Part 27: Sub-Season 4B. Red Thunder (F-100D Super Sabre)
Sub-Season 4B. Red Thunder - Cooking With Gas (F-100D Super Sabre)quote:
Dear Mum,
The fireworks we made were very pretty! Now the guys say, that to really overcome my new-found fear of flying, I must handle something, which looks just like that not so super plane. They explained, that it will behave now, and that the new white rockety things will let me do my work without making any sharp turns. I shall take a few paper bags with me, just in case.
Hugs and sloppy kisses,
Baldrick
The (AIM-9)B-reel
In which you might start having doubts about our new weapon
The loadout options are rather average, the entire Mk.80 series are on display. SF2 also has a couple of later modifications of F-100D, but none of them support AGM-12 Bullpup. In fact, Bullpup is completely absent from the sim. Probably, because the developer found manual guidance too hardcore.
P.S.
Makrond posted:
The 'strange fins' on the wings of the Super Sabre are wing fences. They're basically omnipresent on early Cold War-era jets, partly because swept wings have a tendency to stall in horrible ways, and partly because designing planes right the first time is hard. The short version is, wing fences make the plane more predictable when it stalls and makes it less likely to do something that makes the stall worse, such as pitch up hard and enter an unrecoverable spin.
The longer version:
Vortices on the top of the wing increase drag and reduce effective lift, which makes the wing very likely to stall. These vortices can be caused by, among other things, boundary layer separation at high angles of attack (ie, a plane pitching up sharply). In the F-100D's case they placed the wing fences near the ends of the wings, preventing the vortices from spreading to the wingtips (well, unless you really fuck up) and stopping the airflow from turning too far spanwise ('sideways' from the perspective of the wing) at low speeds. This prevents the sudden pitch-up that the F-100A and other early Century-series fighters suffered from when entering both high-speed and low-speed stall states, which would generally then result in a flat spin, a very dangerous type of spin that is difficult to recover from. The other side of this however is that because the rest of the wing will still have vortices on top, the plane will still drop one wing and enter a spin in a high-speed stall (pitching up too sharply at speed). Fortunately, it will likely be a steep spin with the nose already pointing below the horizon, making recovery easier. The F-100D is also better balanced and has a slightly lower wing loading than its predecessors, giving it a much better chance of recovery from a steep spin.

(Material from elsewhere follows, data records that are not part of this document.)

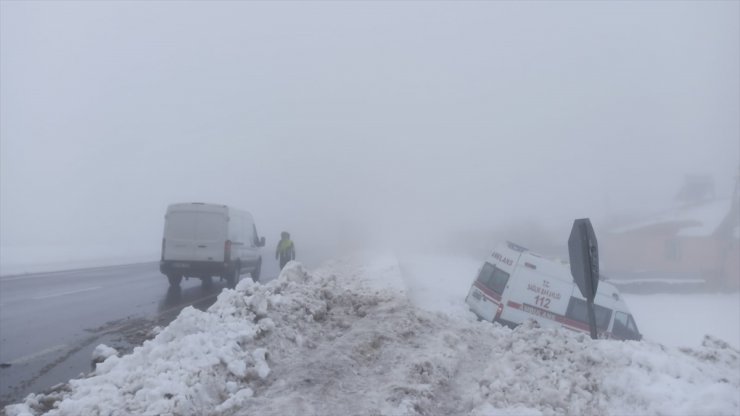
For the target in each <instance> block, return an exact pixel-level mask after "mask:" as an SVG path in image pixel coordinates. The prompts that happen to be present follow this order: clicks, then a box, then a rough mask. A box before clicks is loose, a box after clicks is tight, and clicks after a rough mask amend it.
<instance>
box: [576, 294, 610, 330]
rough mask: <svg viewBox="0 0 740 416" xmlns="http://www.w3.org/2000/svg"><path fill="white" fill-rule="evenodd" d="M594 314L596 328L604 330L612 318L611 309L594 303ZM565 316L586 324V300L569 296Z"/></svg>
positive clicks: (605, 329) (586, 312) (587, 307)
mask: <svg viewBox="0 0 740 416" xmlns="http://www.w3.org/2000/svg"><path fill="white" fill-rule="evenodd" d="M594 315H596V328H598V329H599V330H600V331H606V330H607V329H608V328H609V321H610V320H611V319H612V310H611V309H609V308H605V307H603V306H600V305H594ZM565 316H567V317H568V318H570V319H573V320H575V321H579V322H583V323H585V324H587V325H588V306H586V301H585V300H581V299H578V298H575V297H571V298H570V303H569V304H568V310H567V311H566V312H565Z"/></svg>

The A-6 Intruder (as well as plenty of Russian jets such as the MiG-17) also has wing fences near the wingtips, but has a second set closer to the fuselage, near the wing roots. The closer set of wing fences prevents vortices from spreading along the length of the wing in the first place, which effectively reduces the stall speed of the plane and makes it very gradually enter a stall state as the vortices take time to spread over/around the fences. This is a nice feature in a subsonic attacker that has to land on a carrier - catching the tailhook on the arrestor wires requires deliberately increasing the angle of attack at low speeds, which will very quickly cause all kinds of problems, especially with swept wings.